Sanjeev Nautiyal, MD and CEO, Ujjivan Small Finance Bank
| Photo Credit:
BIJOY GHOSH
Ujjivan Small Finance Bank (USFB) has drawn up plans for a three-fold growth in its gross loan portfolio, to ₹1 lakh crore, and to almost double its pan-India branch network to about 1,000 in five years.
The Bengaluru-headquartered SFB, which commenced operations in February, 2017, is also gradually changing the composition of its loan book in favour of secured loans.
This comes in the backdrop of lenders in the microfinance sector facing increased operational and asset quality challenges due to a combination of borrower-specific stress and external factors.
The aforementioned moves come even as USFB awaits RBI decision on its application, made in February 2025, for a voluntary transition towards becoming a universal bank.
Unsecured loans
Sanjeev Nautiyal, Managing Director & CEO, projected USFB’s to grow to somewhere around ₹1 lakh crore by 2030 from ₹33,287 crore as at June-end 2025.
“We plan to open 25 branches this year. We have plans to open around 400 branches in the next five years. We are already present in 26 States and union territories (UTs). So, network expansion will happen in the existing States and UTs,” he said. The Bank currently has 576 branches.
Currently, the unsecured loan book (microfinance portfolio) accounts for 54 per cent (69 per cent in June 2024 and 73 per cent in June 2023) of the bank’s gross loan portfolio. The secured loan book (including affordable housing & micro mortgages, gold loans, loan against property, working capital and supply chain finance) accounts for the balance.
Nautiyal expects the secured loans portfolio to rise to 65 to 70 per cent of the overall loan book and the remaining would be unsecured loans by March 2030.

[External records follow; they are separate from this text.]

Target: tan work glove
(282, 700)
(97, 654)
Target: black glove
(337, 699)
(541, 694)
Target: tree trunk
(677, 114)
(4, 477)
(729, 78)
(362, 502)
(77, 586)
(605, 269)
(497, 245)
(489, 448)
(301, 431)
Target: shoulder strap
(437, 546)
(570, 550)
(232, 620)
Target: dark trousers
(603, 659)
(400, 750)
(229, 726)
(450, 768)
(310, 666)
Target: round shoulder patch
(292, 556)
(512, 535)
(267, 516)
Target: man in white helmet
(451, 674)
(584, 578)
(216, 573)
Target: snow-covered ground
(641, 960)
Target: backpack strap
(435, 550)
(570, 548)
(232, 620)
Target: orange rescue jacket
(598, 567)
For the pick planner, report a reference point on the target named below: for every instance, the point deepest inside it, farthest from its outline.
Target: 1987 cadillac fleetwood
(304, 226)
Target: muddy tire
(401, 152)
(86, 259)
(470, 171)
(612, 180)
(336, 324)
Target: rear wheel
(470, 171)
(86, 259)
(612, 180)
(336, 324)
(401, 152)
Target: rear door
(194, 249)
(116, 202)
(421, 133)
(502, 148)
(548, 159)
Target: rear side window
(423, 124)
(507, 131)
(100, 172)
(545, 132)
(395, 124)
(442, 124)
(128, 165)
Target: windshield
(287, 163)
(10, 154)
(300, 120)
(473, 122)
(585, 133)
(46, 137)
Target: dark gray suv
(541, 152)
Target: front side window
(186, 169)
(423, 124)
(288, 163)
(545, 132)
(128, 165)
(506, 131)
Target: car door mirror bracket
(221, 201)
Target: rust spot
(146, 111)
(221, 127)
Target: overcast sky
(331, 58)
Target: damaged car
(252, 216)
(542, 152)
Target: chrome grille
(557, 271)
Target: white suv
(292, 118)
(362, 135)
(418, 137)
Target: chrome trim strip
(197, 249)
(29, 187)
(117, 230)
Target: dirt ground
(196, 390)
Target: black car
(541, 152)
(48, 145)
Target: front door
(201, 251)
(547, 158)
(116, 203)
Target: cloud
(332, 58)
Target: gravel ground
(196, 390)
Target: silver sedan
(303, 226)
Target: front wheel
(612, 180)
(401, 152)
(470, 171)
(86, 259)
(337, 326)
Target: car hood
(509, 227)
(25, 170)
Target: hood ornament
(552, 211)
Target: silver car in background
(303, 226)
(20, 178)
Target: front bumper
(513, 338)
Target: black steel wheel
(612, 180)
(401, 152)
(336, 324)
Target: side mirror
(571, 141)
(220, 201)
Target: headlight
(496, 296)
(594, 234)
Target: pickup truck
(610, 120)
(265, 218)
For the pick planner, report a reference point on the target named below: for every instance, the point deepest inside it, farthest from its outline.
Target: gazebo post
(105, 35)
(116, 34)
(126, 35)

“So, I think, the regulator will always have a comfort if the unsecured portfolio is within manageable limits. Of course, manageable limits can be different at different points in time,” he said.
Balancing act
The USFB chief underscored that a high level of unsecured portfolio would attract eyeballs of the regulator as the balance sheet becomes volatile, susceptible to uncertainties.
“And the kind of constituencies we serve, in times of stress or issues like natural calamities that we have or swings in the economy that happen, they are more vulnerable. At the same time, for a bank, it is understood that they will guard the depositors’ trust also,” he said.
Therefore, two factors – exposing depositors to extreme risk and managing the volatility in the balance sheet periodically every three years or four years, as seen in the past – are ensuring that USFB has a well-diversified, well-calibrated book and therefore its efforts are in the right direction.